Samedi 13 février 2021

Mort de Babacar Gueye: le parquet requiert un non-lieu concernant le policier qui a tiré

Le parquet de Rennes a requis un non-lieu concernant le policier auteur des coups de feu mortels contre Bababar Gueye, tué à Rennes en décembre 2015, a indiqué samedi dans un communiqué le procureur de la République de Rennes Philippe Astruc.

"Le fonctionnaire de police ayant fait usage de son arme a répondu de manière concomitante, nécessaire et proportionnée à l'agression de Babacar Gueye sur sa personne", explique le procureur.

Selon le magistrat, le policier "a agi en état de légitime défense et doit dès lors être déclaré irresponsable pénalement du chef de meurtre".

Dans la nuit du 2 au 3 décembre 2015, Babacar Gueye, un Sénégalais sans papiers de 27 ans, était hébergé chez des amis, Gabriel Gueye et son épouse, quand il avait été pris d'une crise de "démence", "se scarifiant les abdominaux avec un couteau et ayant blessé le requérant (Gabriel Gueye, ndlr) avec cette même arme", selon l'appel passé aux secours.

Des policiers de la Brigade anti-criminalité (Bac), arrivés les premiers sur place, avaient tenté de l'immobiliser avec un Taser qui n'aurait pas fonctionné. La scène s'était poursuivie sur le palier puis dans l'escalier, où un membre de la Bac avait tiré à cinq reprises sur Babacar Gueye qui tenait toujours son couteau. Il avait ensuite été menotté au sol avant d'être déclaré mort par le Samu.

Philippe Astruc souligne que "l'ensemble des investigations démontre chez Babacar Gueye un comportement menaçant directement l'intégrité physique de Gabriel Gueye", "puis des policiers, et particulièrement du policier tireur".

S'il est "établi que cinq projectiles balistiques provenant de l'arme de service du policier tireur ont atteint Babacar Gueye", ces deux séries de tirs "n'ont pas permis de mettre fin à l'action de Babacar Gueye, qui s'est relevé et a repris sa marche menaçante et armée envers le tireur", relève M. Astruc.

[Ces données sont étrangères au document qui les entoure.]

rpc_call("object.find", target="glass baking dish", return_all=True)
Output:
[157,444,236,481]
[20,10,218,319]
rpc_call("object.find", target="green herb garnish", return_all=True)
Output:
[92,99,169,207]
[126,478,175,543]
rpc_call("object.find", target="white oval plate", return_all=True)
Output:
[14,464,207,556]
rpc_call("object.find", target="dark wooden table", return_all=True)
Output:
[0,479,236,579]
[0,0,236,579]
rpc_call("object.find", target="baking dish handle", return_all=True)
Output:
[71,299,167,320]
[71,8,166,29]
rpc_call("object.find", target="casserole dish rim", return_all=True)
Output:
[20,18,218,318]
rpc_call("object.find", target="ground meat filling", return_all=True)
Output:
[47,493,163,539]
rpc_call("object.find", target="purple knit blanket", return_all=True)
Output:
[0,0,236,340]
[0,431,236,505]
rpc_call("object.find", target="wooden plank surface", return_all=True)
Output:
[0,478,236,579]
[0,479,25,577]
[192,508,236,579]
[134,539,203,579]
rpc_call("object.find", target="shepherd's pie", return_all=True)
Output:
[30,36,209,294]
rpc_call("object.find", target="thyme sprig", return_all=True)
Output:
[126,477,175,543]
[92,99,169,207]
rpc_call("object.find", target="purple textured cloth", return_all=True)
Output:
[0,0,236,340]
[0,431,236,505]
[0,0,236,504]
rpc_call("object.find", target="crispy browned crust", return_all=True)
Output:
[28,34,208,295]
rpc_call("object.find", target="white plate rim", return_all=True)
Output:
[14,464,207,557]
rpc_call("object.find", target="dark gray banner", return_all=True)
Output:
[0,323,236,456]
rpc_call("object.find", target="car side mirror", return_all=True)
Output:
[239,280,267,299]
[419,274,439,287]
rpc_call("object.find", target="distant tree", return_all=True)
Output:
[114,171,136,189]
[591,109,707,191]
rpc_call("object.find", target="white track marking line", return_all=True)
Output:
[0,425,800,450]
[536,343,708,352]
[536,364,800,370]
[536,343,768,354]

Dans ses motivations, le procureur de Rennes souligne "la proportionnalité" de l'action des policiers: "sommations répétées" de lâcher son arme, utilisation par les policiers d'un Taser et de bâtons télescopiques, et "l'usage unique" puis en "ultime nécessité", un "nouvel usage répété de l'arme de service".

Dans cette affaire, une première enquête ouverte par le parquet avait été classée sans suite en juillet 2016. La famille a ensuite déposé plainte avec constitution de partie civile en janvier 2017. Une nouvelle information judiciaire avait alors été ouverte et le policier auteur du tir mortel placé sous le statut de témoin assisté.

"Il appartient désormais au magistrat instructeur (...) de rendre dans les prochaines semaines une ordonnance qui viendra clôturer l'information judiciaire", indique le procureur.